マイクロソフトの元OfficeおよびWindows責任者であるスティーブン・シノフスキー氏は、WM/Concept.A、Melissa、ILOVEYOUなどの初期のウイルスの影響や、Word文書内の隠されたGUID(グローバル一意識別子)を中心とした初期のプライバシー論争を振り返った。

シノフスキー氏はマイクロソフト在籍時代を綴った著書を執筆中で、現在は『ハードコア・ソフトウェア:PC革命の興亡』というタイトルが付けられている。「転落」という部分は、Windows 10やSurfaceを売り込む現在のマイクロソフト関係者には好感を持たれないだろうと推測できるが、彼の言うことには一理ある。PCがコンピューティングを支配していた時代はとうに過ぎ去り、iOSやAndroidのモバイルデバイスの台頭によって失われた。そして、本当に重要なのは使用するデバイスではなく、アクセスするクラウドサービスであるという認識も揺らいでいる。

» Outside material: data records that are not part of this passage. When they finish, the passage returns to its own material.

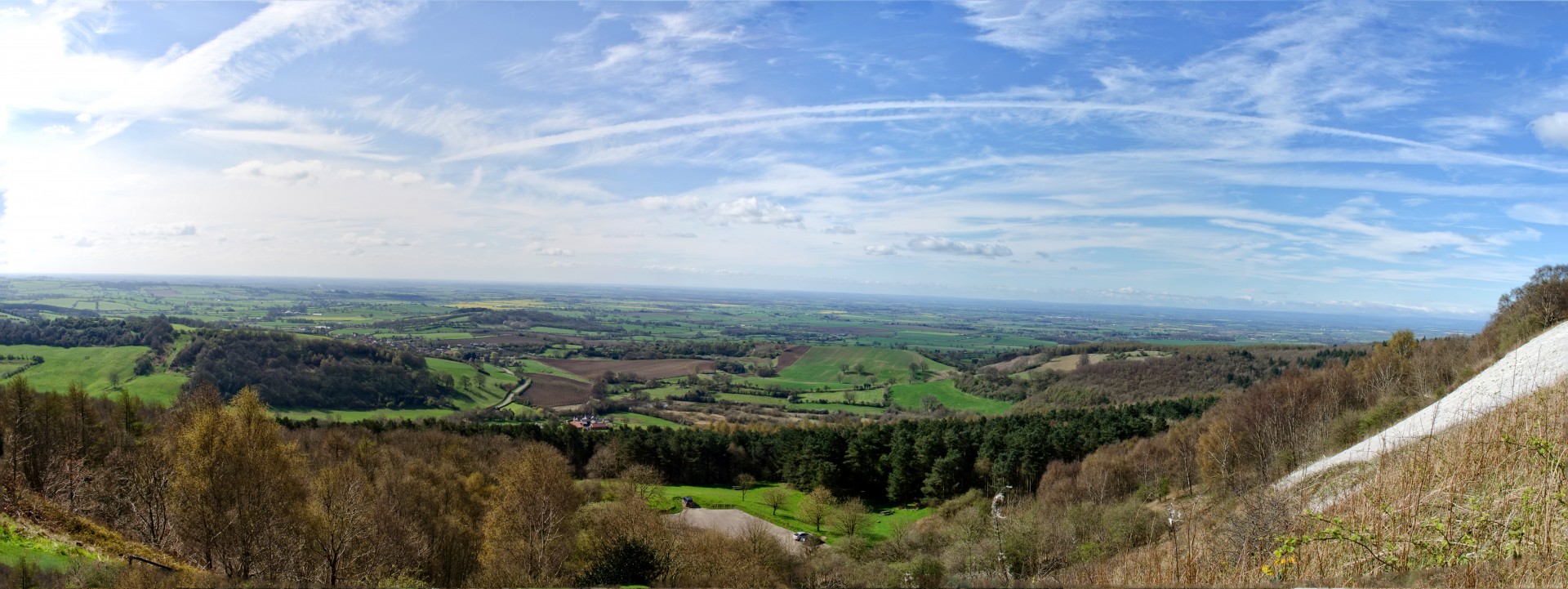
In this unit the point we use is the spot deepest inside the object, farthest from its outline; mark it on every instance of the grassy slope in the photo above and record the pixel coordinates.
(908, 395)
(822, 364)
(639, 420)
(880, 527)
(90, 367)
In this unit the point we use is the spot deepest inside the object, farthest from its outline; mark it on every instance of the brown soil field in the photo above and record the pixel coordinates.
(645, 368)
(789, 356)
(549, 390)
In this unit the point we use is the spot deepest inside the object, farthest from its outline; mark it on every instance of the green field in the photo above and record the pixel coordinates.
(879, 529)
(822, 364)
(88, 367)
(474, 397)
(639, 420)
(543, 368)
(359, 416)
(160, 389)
(47, 555)
(910, 395)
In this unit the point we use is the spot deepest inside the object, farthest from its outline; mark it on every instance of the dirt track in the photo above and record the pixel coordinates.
(734, 522)
(549, 390)
(791, 355)
(645, 368)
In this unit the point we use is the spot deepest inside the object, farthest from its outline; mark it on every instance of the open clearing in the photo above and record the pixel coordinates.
(88, 367)
(549, 390)
(645, 368)
(821, 364)
(910, 395)
(877, 529)
(734, 524)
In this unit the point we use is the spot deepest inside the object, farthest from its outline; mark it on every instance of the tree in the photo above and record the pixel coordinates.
(850, 515)
(235, 486)
(529, 527)
(775, 497)
(814, 506)
(339, 517)
(745, 483)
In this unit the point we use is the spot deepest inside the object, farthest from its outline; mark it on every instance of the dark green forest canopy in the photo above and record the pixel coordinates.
(898, 462)
(298, 372)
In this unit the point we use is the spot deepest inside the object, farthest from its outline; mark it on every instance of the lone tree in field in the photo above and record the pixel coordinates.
(745, 483)
(816, 506)
(775, 497)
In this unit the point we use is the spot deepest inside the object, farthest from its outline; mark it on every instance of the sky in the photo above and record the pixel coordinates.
(1324, 157)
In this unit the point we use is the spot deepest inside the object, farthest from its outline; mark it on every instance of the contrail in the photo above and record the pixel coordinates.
(952, 105)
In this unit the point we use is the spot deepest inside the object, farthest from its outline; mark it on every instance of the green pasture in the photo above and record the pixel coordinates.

彼は1998年から2006年までMicrosoft Officeを担当し、その後2006年から2012年までWindowsを担当した。彼が関わったものはすべて大成功を収めたが、特にWindows 7は、不評だったVistaの後にMicrosoftのオペレーティングシステムを救ったが、その後、Windows 8とSurface RTの悲惨な発売を監督することになった。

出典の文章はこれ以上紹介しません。